みなさん、いつもお世話になっております!
本日は、私の投稿の軸とする一つ「本」「読書」に関して書かせていただきます。

自己紹介に書いたマイルールを守りながら、私の大好きな本について書いていきたいと思いますので、どうぞよろしくお願いします!

今回は、先の戦争を通してみる組織論です!
しかしながら、先の戦争の失敗を糧に、次は勝つために分析するというものでは決してありませんので、誤解のなきように。

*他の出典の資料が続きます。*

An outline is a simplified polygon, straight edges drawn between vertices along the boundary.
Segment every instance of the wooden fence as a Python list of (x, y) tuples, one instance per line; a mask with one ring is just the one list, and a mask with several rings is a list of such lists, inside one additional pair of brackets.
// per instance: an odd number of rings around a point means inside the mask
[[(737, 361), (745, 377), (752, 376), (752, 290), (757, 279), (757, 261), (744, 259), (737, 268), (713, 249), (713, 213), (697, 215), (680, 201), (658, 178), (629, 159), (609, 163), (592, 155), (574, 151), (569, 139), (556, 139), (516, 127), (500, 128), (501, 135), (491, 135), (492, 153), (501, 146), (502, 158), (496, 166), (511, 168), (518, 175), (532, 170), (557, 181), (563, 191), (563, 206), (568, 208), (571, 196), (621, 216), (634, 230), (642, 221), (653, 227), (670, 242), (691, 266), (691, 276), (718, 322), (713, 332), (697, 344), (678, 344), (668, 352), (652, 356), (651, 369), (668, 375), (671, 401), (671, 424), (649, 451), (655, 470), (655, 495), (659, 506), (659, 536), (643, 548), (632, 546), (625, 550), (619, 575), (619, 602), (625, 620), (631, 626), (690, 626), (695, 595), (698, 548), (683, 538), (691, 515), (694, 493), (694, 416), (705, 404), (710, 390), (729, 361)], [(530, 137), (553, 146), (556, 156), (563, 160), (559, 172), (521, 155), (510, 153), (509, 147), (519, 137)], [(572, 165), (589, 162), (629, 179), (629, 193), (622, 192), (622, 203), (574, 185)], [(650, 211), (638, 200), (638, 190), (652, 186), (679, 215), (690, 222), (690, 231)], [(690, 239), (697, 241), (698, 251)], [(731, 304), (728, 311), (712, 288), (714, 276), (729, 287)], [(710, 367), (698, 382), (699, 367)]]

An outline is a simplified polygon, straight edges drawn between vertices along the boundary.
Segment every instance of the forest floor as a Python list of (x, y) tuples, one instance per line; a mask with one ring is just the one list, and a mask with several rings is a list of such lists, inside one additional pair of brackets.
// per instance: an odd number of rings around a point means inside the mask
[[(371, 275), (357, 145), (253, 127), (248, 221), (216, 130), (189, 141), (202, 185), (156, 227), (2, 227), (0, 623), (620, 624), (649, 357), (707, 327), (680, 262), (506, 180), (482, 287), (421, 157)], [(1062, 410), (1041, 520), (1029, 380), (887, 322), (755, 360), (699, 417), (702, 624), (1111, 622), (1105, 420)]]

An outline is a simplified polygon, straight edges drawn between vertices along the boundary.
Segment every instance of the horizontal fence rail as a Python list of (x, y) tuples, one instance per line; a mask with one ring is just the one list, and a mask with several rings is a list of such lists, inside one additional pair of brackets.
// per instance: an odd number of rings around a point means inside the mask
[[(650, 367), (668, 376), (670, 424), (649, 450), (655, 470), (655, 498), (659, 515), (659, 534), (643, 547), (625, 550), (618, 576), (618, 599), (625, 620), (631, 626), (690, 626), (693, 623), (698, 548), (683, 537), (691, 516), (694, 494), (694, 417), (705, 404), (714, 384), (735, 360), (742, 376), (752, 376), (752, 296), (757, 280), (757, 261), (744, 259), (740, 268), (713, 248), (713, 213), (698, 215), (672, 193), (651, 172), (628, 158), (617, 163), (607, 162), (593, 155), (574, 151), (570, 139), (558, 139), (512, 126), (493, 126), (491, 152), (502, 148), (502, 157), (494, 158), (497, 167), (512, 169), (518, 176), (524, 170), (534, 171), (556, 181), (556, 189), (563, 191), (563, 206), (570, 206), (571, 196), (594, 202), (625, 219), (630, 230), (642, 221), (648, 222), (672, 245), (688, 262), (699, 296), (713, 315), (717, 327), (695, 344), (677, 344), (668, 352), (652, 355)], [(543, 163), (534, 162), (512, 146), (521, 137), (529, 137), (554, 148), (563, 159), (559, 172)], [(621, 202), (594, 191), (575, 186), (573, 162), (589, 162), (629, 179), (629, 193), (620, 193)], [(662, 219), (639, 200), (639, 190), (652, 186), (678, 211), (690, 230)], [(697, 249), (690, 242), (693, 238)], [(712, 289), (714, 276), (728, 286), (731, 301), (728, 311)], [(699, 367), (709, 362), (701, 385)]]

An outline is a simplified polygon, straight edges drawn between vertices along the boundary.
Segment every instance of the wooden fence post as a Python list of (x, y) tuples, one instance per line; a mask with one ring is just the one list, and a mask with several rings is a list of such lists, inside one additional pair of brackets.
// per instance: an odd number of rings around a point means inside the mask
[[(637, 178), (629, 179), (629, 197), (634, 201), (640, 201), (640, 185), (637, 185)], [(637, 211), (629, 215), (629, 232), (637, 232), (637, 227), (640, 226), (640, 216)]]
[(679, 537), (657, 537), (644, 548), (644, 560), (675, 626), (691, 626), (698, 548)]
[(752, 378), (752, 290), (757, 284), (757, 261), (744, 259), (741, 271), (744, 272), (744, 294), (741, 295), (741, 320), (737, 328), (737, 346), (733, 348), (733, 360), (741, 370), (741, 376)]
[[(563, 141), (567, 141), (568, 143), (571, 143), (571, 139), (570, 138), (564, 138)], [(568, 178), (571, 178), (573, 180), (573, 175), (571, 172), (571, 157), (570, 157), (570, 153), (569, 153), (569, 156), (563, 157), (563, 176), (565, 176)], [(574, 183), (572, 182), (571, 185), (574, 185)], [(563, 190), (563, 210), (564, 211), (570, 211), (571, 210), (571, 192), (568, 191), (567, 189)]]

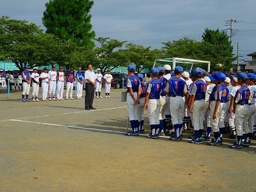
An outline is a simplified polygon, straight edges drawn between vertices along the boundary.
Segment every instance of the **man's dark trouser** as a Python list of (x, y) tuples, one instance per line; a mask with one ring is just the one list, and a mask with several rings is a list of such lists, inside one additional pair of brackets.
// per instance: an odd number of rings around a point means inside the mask
[(91, 83), (85, 84), (85, 108), (92, 108), (93, 102), (94, 86)]

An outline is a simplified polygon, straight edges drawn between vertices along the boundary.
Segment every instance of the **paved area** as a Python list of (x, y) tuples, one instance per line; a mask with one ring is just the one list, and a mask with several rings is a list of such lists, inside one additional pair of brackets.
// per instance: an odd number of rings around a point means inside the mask
[(147, 111), (146, 134), (125, 136), (126, 103), (111, 92), (85, 111), (84, 100), (22, 103), (1, 88), (0, 191), (255, 191), (255, 141), (234, 150), (227, 138), (147, 139)]

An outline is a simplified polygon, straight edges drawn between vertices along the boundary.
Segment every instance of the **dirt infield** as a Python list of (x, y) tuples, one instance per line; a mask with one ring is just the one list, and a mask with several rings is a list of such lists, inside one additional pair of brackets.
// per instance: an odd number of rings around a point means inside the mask
[(227, 136), (218, 147), (147, 139), (147, 112), (146, 134), (125, 136), (121, 91), (91, 111), (84, 100), (22, 103), (2, 92), (0, 191), (256, 191), (255, 141), (234, 150)]

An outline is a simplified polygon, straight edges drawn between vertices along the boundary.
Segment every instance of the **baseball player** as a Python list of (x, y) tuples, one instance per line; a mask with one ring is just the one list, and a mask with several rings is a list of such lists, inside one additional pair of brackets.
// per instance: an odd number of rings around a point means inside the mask
[(52, 96), (52, 100), (56, 100), (55, 99), (55, 90), (56, 90), (56, 83), (57, 81), (57, 72), (56, 71), (56, 67), (53, 65), (52, 70), (48, 72), (49, 78), (50, 79), (49, 85), (49, 100), (51, 100), (51, 95)]
[(167, 101), (167, 99), (169, 99), (169, 97), (166, 97), (166, 93), (165, 93), (164, 89), (166, 86), (166, 84), (168, 80), (164, 77), (164, 69), (163, 67), (158, 67), (158, 70), (159, 70), (159, 73), (158, 75), (159, 79), (160, 81), (161, 84), (161, 93), (160, 93), (160, 113), (159, 113), (159, 133), (161, 135), (164, 135), (164, 121), (165, 118), (164, 113), (166, 109), (167, 104), (169, 102)]
[(138, 108), (138, 118), (139, 120), (139, 133), (145, 133), (144, 130), (144, 105), (145, 105), (145, 97), (146, 96), (146, 88), (147, 86), (143, 83), (143, 75), (141, 74), (138, 74), (137, 77), (140, 81), (140, 103)]
[(237, 141), (230, 145), (232, 148), (242, 148), (243, 133), (244, 132), (244, 138), (247, 138), (249, 134), (248, 127), (248, 102), (250, 99), (250, 90), (246, 84), (246, 74), (240, 72), (237, 76), (238, 84), (241, 88), (236, 92), (234, 99), (233, 113), (236, 114), (235, 123), (237, 131)]
[(175, 131), (175, 135), (170, 137), (170, 140), (173, 141), (180, 141), (182, 139), (182, 118), (185, 106), (183, 97), (188, 97), (187, 84), (180, 79), (182, 72), (182, 67), (176, 67), (174, 69), (175, 76), (168, 80), (164, 90), (170, 97), (170, 110)]
[[(98, 68), (97, 70), (97, 74), (96, 74), (96, 90), (95, 90), (95, 95), (96, 95), (96, 98), (102, 98), (102, 97), (100, 96), (100, 91), (101, 91), (101, 87), (102, 86), (102, 77), (103, 76), (101, 74), (101, 70), (100, 68)], [(99, 96), (98, 94), (99, 93)]]
[(253, 125), (254, 125), (254, 118), (256, 115), (256, 106), (255, 106), (255, 99), (256, 99), (256, 75), (253, 73), (249, 73), (247, 75), (247, 85), (250, 90), (250, 97), (248, 100), (248, 116), (249, 117), (249, 133), (246, 134), (244, 136), (244, 141), (242, 143), (243, 147), (248, 147), (250, 142), (252, 136), (253, 134)]
[(125, 135), (136, 136), (139, 134), (138, 108), (141, 95), (141, 89), (140, 88), (141, 85), (139, 78), (134, 75), (136, 71), (135, 66), (133, 65), (129, 65), (127, 70), (128, 75), (129, 76), (126, 80), (126, 86), (127, 87), (127, 111), (132, 130), (127, 132)]
[(113, 79), (112, 75), (110, 74), (110, 70), (108, 70), (107, 74), (106, 74), (103, 79), (105, 80), (105, 94), (106, 98), (110, 98), (110, 88), (111, 87), (111, 81)]
[(48, 69), (44, 68), (44, 72), (40, 74), (40, 79), (42, 81), (42, 100), (43, 101), (47, 101), (46, 99), (47, 97), (47, 92), (49, 88), (49, 77), (48, 74)]
[(76, 81), (76, 77), (73, 74), (74, 69), (73, 68), (70, 68), (69, 73), (66, 76), (66, 82), (67, 82), (67, 90), (66, 90), (66, 99), (68, 100), (68, 94), (69, 94), (69, 99), (73, 100), (72, 97), (73, 94), (73, 87), (74, 87), (74, 82)]
[(60, 71), (57, 73), (57, 99), (63, 100), (63, 90), (64, 90), (64, 76), (63, 67), (60, 67)]
[(207, 85), (202, 79), (204, 71), (200, 68), (194, 70), (194, 76), (196, 81), (190, 85), (189, 93), (190, 103), (189, 108), (192, 114), (192, 121), (194, 126), (195, 137), (189, 141), (191, 143), (203, 143), (202, 135), (204, 130), (204, 111), (205, 108), (205, 98)]
[(228, 109), (228, 125), (232, 133), (229, 138), (230, 139), (236, 139), (236, 128), (235, 128), (235, 117), (236, 115), (233, 113), (233, 104), (234, 104), (234, 98), (235, 97), (236, 92), (240, 88), (240, 86), (237, 83), (237, 78), (234, 77), (232, 79), (232, 85), (233, 88), (231, 90), (230, 95), (230, 104)]
[(77, 97), (77, 99), (82, 99), (84, 76), (83, 74), (81, 72), (81, 70), (82, 69), (81, 68), (81, 67), (79, 67), (78, 71), (76, 73), (76, 79), (77, 80), (76, 96)]
[(39, 84), (40, 84), (40, 76), (37, 73), (37, 68), (34, 67), (33, 68), (33, 73), (31, 74), (31, 80), (32, 80), (32, 101), (39, 101), (38, 99), (38, 90), (39, 90)]
[(14, 81), (14, 88), (15, 88), (15, 91), (17, 91), (17, 86), (18, 86), (19, 91), (20, 91), (20, 83), (19, 83), (19, 72), (15, 70), (13, 70), (13, 81)]
[(27, 102), (30, 102), (28, 99), (28, 96), (29, 94), (30, 90), (30, 83), (31, 82), (31, 75), (30, 72), (28, 71), (28, 66), (24, 66), (24, 71), (21, 73), (21, 77), (22, 77), (22, 102), (25, 102), (25, 95), (26, 95), (26, 100)]
[[(225, 76), (225, 74), (223, 74)], [(216, 86), (213, 88), (210, 95), (210, 109), (211, 109), (211, 125), (212, 129), (214, 139), (207, 143), (207, 145), (218, 146), (222, 144), (223, 132), (224, 127), (219, 127), (220, 122), (224, 121), (225, 115), (227, 110), (226, 102), (228, 99), (228, 89), (223, 83), (226, 79), (220, 72), (212, 73), (209, 77)]]
[(147, 84), (144, 108), (146, 110), (148, 109), (148, 119), (151, 128), (151, 132), (148, 138), (156, 139), (159, 138), (161, 84), (157, 79), (159, 73), (157, 68), (152, 68), (150, 73), (152, 79)]
[(211, 93), (212, 92), (215, 84), (211, 83), (211, 79), (208, 76), (204, 77), (204, 79), (207, 85), (204, 111), (204, 126), (206, 128), (206, 133), (205, 136), (202, 137), (202, 139), (205, 141), (211, 141), (211, 132), (212, 132), (212, 127), (211, 127), (211, 111), (209, 109), (209, 100)]

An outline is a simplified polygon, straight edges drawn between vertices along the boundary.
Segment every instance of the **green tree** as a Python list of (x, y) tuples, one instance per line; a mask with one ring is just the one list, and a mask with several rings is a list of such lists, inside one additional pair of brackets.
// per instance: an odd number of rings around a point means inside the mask
[(129, 61), (135, 64), (138, 72), (144, 68), (152, 68), (155, 59), (159, 58), (161, 55), (159, 50), (150, 50), (150, 47), (145, 47), (133, 44), (128, 44), (125, 47)]
[(93, 48), (95, 33), (90, 14), (93, 4), (90, 0), (50, 0), (42, 18), (46, 33), (56, 35), (62, 41), (70, 39), (78, 46)]
[[(227, 34), (220, 32), (219, 29), (212, 30), (207, 28), (202, 37), (202, 59), (210, 61), (211, 67), (214, 70), (230, 70), (236, 58), (233, 56), (233, 46)], [(222, 66), (216, 65), (218, 63)]]
[(100, 47), (95, 49), (98, 58), (95, 67), (100, 68), (104, 73), (108, 69), (110, 70), (120, 66), (125, 66), (129, 61), (126, 51), (122, 49), (126, 42), (121, 42), (109, 37), (99, 37), (95, 39), (100, 44)]

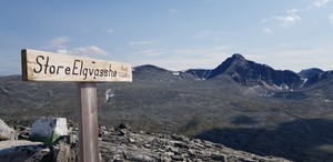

ヘッダーは、相互フォローさせていただいているとらねこさんの作品を使わせていただきました!
ありがとうございます!!


目次


基本情報

戸部 良一他(著)
中央公論新社 出版
1991年8月10日 第1刷発行

全413ページ
読書所要期間12日

購入先

本書ももちろんバリューブックスさんです!!
社会への貢献具合が半端ない!!
いつもありがとうございます!!

私が本書に出会うきっかけ

組織的な、かつ、大規模な失敗はなぜ起こるのか?
そして、繰り返されるのか?

これが私の持つ極めて重大な問いであり、これを私に思わせる根源的事例が、先の戦争である。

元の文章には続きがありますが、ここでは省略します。